Até mesmo para muitos dos indignados e opositores íntegros e corajosos do Regime Militar, passa despercebido o fato de que nosso legislador reconheceu que a Lei de Anistia de 1979 foi insuficiente para restaurar a justiça dilacerada pelos governos dos Generais, uma vez desprovidos da legitimidade suficiente para figurar no poder, bem como para editar leis autoritárias e disparatadas dos anseios sociais dominantes.
Desse modo, ficou assentado que todos os cidadãos prejudicados por perseguições políticas ilegítimas têm o direito à indenização e restituição de certos direitos relegados naquele regime. Tanto que nossa Constituição garantiu a compensação econômica e outros benefícios aos prejudicados pelo regime militar, por razões exclusivamente políticas, no período de 18 de setembro de 1946 até a sua promulgação em 1988, tais como: os afastados do serviço público ou privado e os compelidos a se demitirem; aqueles punidos, impedidos e restringidos em sua carreira; os presos, expulsos do país e restringidos em sua liberdade de forma geral; aqueles vereadores que exerceram mandato gratuitamente, dentre outros.

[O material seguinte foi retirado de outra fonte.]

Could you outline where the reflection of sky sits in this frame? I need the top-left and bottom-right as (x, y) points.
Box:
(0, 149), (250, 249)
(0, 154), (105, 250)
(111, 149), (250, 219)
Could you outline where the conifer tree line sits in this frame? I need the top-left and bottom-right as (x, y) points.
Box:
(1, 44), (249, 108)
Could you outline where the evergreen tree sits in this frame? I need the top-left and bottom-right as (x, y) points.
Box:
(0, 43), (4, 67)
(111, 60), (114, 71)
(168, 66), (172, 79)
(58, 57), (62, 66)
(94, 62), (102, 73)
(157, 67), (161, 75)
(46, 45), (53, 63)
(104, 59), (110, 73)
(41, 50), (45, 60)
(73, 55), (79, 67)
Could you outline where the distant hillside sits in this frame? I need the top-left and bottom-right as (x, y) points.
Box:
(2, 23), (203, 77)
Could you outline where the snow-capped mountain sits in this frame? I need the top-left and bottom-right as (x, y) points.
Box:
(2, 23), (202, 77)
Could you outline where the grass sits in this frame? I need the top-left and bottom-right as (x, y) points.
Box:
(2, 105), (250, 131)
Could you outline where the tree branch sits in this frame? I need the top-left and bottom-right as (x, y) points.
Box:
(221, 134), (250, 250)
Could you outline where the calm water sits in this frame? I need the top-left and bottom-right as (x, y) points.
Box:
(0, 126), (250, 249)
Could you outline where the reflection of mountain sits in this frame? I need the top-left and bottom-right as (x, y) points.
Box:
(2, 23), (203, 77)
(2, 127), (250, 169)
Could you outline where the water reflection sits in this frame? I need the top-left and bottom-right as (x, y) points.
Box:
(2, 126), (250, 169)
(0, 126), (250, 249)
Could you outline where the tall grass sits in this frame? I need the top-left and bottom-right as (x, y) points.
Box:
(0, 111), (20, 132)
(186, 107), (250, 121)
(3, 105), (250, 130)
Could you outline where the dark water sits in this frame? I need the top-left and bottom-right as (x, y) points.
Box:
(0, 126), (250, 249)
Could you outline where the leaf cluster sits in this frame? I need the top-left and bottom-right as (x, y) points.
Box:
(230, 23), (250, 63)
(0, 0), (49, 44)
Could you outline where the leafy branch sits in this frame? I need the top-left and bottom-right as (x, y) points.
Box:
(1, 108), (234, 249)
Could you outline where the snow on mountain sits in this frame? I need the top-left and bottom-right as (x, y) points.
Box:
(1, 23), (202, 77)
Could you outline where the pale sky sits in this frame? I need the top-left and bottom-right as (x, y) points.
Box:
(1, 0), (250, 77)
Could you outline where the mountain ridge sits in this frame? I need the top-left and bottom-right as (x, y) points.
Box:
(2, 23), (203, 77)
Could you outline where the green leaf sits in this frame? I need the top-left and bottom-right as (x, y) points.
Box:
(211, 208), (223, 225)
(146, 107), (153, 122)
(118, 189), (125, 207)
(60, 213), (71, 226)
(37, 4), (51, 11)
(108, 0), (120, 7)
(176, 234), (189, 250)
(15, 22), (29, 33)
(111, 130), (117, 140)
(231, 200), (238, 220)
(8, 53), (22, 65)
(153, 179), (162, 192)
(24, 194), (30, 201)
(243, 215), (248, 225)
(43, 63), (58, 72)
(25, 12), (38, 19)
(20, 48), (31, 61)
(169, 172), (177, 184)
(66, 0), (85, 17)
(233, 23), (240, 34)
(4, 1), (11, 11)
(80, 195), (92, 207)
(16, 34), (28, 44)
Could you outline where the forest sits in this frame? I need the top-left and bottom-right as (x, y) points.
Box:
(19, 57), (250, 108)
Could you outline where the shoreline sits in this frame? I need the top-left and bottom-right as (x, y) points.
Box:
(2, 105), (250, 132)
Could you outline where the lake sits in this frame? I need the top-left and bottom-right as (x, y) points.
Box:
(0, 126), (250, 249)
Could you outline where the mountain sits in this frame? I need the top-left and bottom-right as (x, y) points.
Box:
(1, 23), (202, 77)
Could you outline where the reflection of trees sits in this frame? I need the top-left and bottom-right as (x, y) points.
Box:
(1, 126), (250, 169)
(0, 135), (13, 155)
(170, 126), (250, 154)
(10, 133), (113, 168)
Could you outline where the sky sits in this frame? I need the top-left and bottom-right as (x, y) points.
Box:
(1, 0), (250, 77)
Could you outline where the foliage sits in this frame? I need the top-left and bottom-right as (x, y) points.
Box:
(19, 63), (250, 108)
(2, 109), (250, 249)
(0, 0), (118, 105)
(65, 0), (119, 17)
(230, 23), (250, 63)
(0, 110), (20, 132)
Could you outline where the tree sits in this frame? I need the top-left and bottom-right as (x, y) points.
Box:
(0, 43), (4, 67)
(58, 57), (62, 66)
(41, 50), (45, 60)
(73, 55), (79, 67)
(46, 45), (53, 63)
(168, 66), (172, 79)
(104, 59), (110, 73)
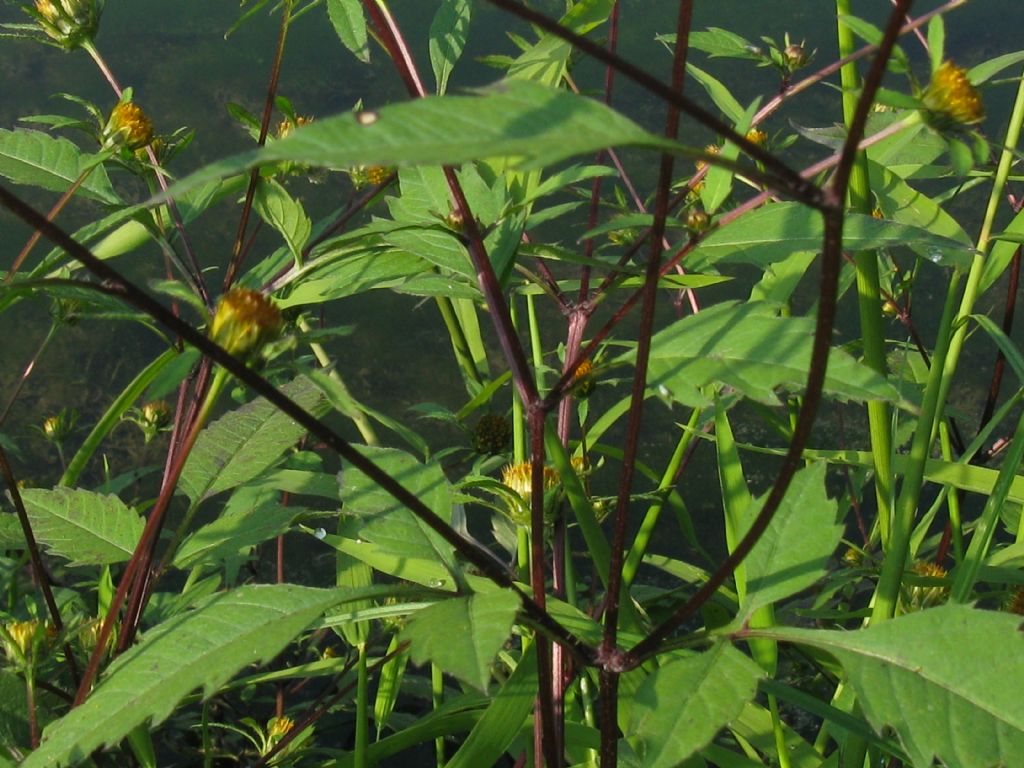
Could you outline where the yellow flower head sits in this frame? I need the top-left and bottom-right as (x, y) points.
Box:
(31, 0), (101, 49)
(141, 400), (170, 429)
(209, 288), (283, 360)
(276, 115), (313, 141)
(267, 715), (295, 740)
(745, 129), (768, 147)
(570, 359), (596, 398)
(902, 560), (949, 611)
(104, 101), (154, 151)
(3, 620), (41, 661)
(501, 462), (558, 499)
(922, 61), (984, 129)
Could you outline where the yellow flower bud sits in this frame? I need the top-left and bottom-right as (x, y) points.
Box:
(3, 620), (41, 662)
(745, 129), (768, 147)
(922, 61), (984, 129)
(209, 288), (283, 359)
(103, 101), (154, 151)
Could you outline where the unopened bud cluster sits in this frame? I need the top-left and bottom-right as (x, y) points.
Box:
(30, 0), (102, 49)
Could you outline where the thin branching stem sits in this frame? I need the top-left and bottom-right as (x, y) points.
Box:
(223, 0), (294, 290)
(627, 0), (914, 667)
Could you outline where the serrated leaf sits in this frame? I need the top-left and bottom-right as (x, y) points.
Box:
(179, 376), (327, 503)
(279, 249), (428, 308)
(430, 0), (472, 95)
(20, 487), (143, 566)
(326, 0), (369, 62)
(23, 585), (347, 768)
(339, 446), (460, 588)
(172, 502), (303, 569)
(742, 462), (842, 615)
(687, 202), (973, 271)
(635, 301), (902, 406)
(164, 79), (678, 197)
(630, 643), (762, 768)
(0, 128), (120, 205)
(764, 606), (1024, 768)
(252, 178), (311, 262)
(400, 589), (520, 691)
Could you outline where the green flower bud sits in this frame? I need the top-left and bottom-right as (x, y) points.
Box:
(30, 0), (102, 50)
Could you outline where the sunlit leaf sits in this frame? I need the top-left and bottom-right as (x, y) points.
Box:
(0, 129), (120, 205)
(20, 487), (143, 566)
(636, 301), (903, 406)
(23, 585), (349, 768)
(630, 643), (762, 768)
(400, 589), (521, 691)
(763, 605), (1024, 768)
(179, 376), (328, 503)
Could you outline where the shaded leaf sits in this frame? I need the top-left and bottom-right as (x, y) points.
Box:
(326, 0), (369, 62)
(430, 0), (472, 94)
(630, 643), (762, 768)
(400, 589), (520, 691)
(0, 129), (120, 205)
(179, 376), (327, 502)
(20, 487), (143, 566)
(763, 605), (1024, 768)
(172, 501), (304, 569)
(23, 585), (348, 768)
(252, 178), (311, 262)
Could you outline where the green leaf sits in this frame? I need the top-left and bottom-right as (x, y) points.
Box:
(172, 501), (303, 569)
(430, 0), (472, 95)
(326, 0), (369, 63)
(23, 585), (348, 768)
(179, 376), (327, 503)
(164, 79), (677, 197)
(20, 487), (143, 566)
(630, 643), (762, 768)
(981, 205), (1024, 294)
(686, 63), (745, 124)
(969, 51), (1024, 85)
(742, 462), (842, 615)
(0, 129), (120, 205)
(446, 643), (538, 768)
(338, 446), (460, 588)
(687, 202), (973, 272)
(252, 178), (311, 263)
(637, 301), (903, 406)
(400, 589), (520, 692)
(762, 605), (1024, 768)
(280, 249), (428, 308)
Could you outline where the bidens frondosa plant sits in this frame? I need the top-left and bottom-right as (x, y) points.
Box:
(4, 2), (1024, 768)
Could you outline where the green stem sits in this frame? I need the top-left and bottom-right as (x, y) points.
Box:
(837, 0), (893, 544)
(296, 317), (378, 445)
(621, 408), (700, 590)
(938, 421), (964, 562)
(435, 296), (484, 391)
(432, 663), (445, 767)
(354, 644), (369, 768)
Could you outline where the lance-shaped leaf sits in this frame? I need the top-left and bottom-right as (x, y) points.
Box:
(20, 487), (143, 566)
(179, 376), (327, 503)
(686, 201), (973, 271)
(400, 589), (521, 692)
(630, 643), (763, 768)
(23, 585), (349, 768)
(634, 301), (903, 406)
(0, 128), (120, 205)
(164, 79), (678, 197)
(339, 446), (461, 588)
(172, 501), (304, 569)
(760, 605), (1024, 768)
(742, 462), (842, 616)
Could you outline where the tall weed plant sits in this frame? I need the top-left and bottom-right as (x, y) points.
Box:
(1, 0), (1024, 766)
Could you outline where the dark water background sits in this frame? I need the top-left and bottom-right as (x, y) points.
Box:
(0, 1), (1018, 553)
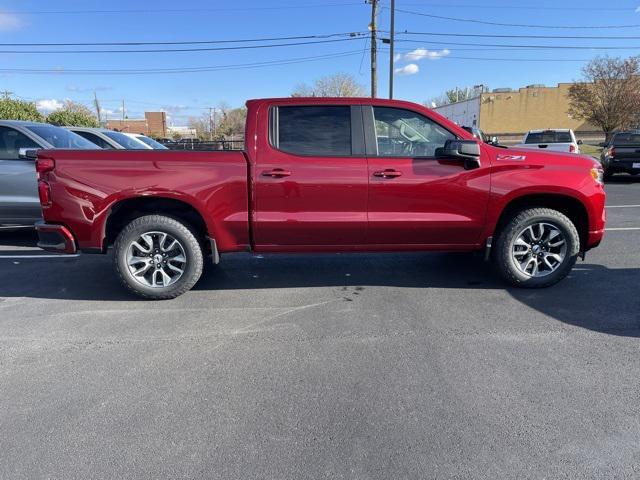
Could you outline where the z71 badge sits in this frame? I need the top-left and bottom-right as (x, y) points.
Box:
(496, 154), (526, 161)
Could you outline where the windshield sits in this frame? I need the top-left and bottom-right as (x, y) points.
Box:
(103, 131), (149, 149)
(613, 133), (640, 145)
(135, 135), (168, 149)
(25, 125), (100, 149)
(525, 131), (572, 144)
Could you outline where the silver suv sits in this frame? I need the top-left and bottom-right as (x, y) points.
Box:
(0, 121), (99, 228)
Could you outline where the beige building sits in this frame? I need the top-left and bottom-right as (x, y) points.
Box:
(434, 83), (599, 139)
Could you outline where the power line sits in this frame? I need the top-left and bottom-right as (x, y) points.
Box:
(394, 2), (637, 11)
(0, 2), (366, 15)
(0, 37), (367, 54)
(0, 32), (365, 47)
(396, 31), (640, 41)
(395, 39), (640, 50)
(393, 7), (640, 29)
(0, 50), (364, 75)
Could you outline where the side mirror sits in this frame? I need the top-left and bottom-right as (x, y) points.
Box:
(577, 139), (583, 145)
(436, 139), (481, 169)
(18, 148), (39, 160)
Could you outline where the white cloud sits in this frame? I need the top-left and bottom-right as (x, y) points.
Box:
(36, 99), (64, 112)
(394, 63), (419, 75)
(404, 48), (450, 62)
(393, 53), (402, 63)
(0, 12), (23, 31)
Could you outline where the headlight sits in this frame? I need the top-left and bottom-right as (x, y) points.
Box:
(590, 167), (604, 185)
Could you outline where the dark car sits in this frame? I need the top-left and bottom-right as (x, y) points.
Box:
(600, 131), (640, 179)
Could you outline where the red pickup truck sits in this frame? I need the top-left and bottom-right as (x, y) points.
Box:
(34, 97), (606, 299)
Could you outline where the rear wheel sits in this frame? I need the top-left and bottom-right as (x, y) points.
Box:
(495, 208), (580, 288)
(114, 215), (203, 299)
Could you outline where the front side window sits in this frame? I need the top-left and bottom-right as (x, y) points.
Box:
(373, 107), (455, 157)
(0, 126), (40, 159)
(275, 106), (351, 156)
(25, 125), (99, 149)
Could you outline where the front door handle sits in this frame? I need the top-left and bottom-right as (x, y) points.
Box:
(262, 168), (291, 178)
(373, 169), (402, 179)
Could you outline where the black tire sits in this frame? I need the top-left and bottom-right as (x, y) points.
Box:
(494, 208), (580, 288)
(113, 215), (204, 299)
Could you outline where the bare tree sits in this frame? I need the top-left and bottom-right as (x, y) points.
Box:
(427, 85), (489, 108)
(568, 56), (640, 140)
(291, 73), (366, 97)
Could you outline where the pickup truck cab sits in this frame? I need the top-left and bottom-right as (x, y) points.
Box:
(35, 97), (606, 299)
(515, 129), (582, 154)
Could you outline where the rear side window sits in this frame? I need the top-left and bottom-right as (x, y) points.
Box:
(525, 131), (572, 144)
(274, 106), (351, 156)
(613, 133), (640, 145)
(75, 131), (114, 149)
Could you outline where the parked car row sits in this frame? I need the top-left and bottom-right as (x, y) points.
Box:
(0, 121), (166, 228)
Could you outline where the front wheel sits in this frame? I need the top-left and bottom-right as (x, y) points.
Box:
(113, 215), (204, 299)
(494, 208), (580, 288)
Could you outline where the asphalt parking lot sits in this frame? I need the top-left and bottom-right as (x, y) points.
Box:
(1, 178), (639, 479)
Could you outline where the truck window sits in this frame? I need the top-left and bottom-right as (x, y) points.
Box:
(612, 133), (640, 145)
(75, 131), (114, 149)
(525, 131), (572, 144)
(274, 106), (351, 156)
(373, 107), (455, 157)
(0, 127), (40, 159)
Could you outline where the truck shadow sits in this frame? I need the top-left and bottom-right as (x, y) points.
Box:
(0, 247), (636, 337)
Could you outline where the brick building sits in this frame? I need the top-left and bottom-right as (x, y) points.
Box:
(106, 111), (167, 138)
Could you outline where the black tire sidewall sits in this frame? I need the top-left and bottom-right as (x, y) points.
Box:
(497, 209), (580, 288)
(114, 215), (203, 299)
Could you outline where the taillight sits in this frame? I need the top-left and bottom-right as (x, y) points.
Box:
(569, 144), (576, 153)
(36, 157), (55, 175)
(38, 180), (52, 207)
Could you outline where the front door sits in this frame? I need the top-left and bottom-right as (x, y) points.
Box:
(0, 126), (42, 225)
(253, 105), (368, 248)
(365, 106), (491, 246)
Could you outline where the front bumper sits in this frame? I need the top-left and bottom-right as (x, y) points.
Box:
(35, 222), (78, 254)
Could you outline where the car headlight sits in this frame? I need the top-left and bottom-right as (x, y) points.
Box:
(590, 167), (604, 185)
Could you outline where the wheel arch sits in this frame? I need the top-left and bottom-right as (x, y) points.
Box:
(103, 196), (210, 251)
(492, 193), (590, 250)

Somente com a Lei nº 10.559, de 13 de novembro de 2002, é que se regulamentaram tais disposições constitucionais, instituindo um regime próprio de reparação econômica para aqueles abarcados pela Anistia, com um teto de indenização única no valor de R$100.000,00, sem prejuízo da opção pela prestação mensal permanente e continuada. Além disso, regulamentaram-se outros direitos, tais como a contagem do tempo de aposentadoria, a conclusão dos cursos em escolas públicas e a reintegração ao cargo e emprego perdidos. Vale ressaltar que todos os direitos previstos legalmente somente serão devidos para quem os pleitear administrativa ou judicialmente, não se dando de forma automática, já que deverá passar por um processo de comprovação dos fatos e julgamento do pedido.
Infelizmente, temos que conviver com a sombra dos males sociais e políticos causados pelo regime antidemocrático vigente nas décadas de 60 a 80. O que consola, pelo menos, é que o legislador federal obteve a maturidade suficiente para tentar amenizar, antes que tardia, um pouco das dores ocasionadas por essa fase sombria na história política nacional.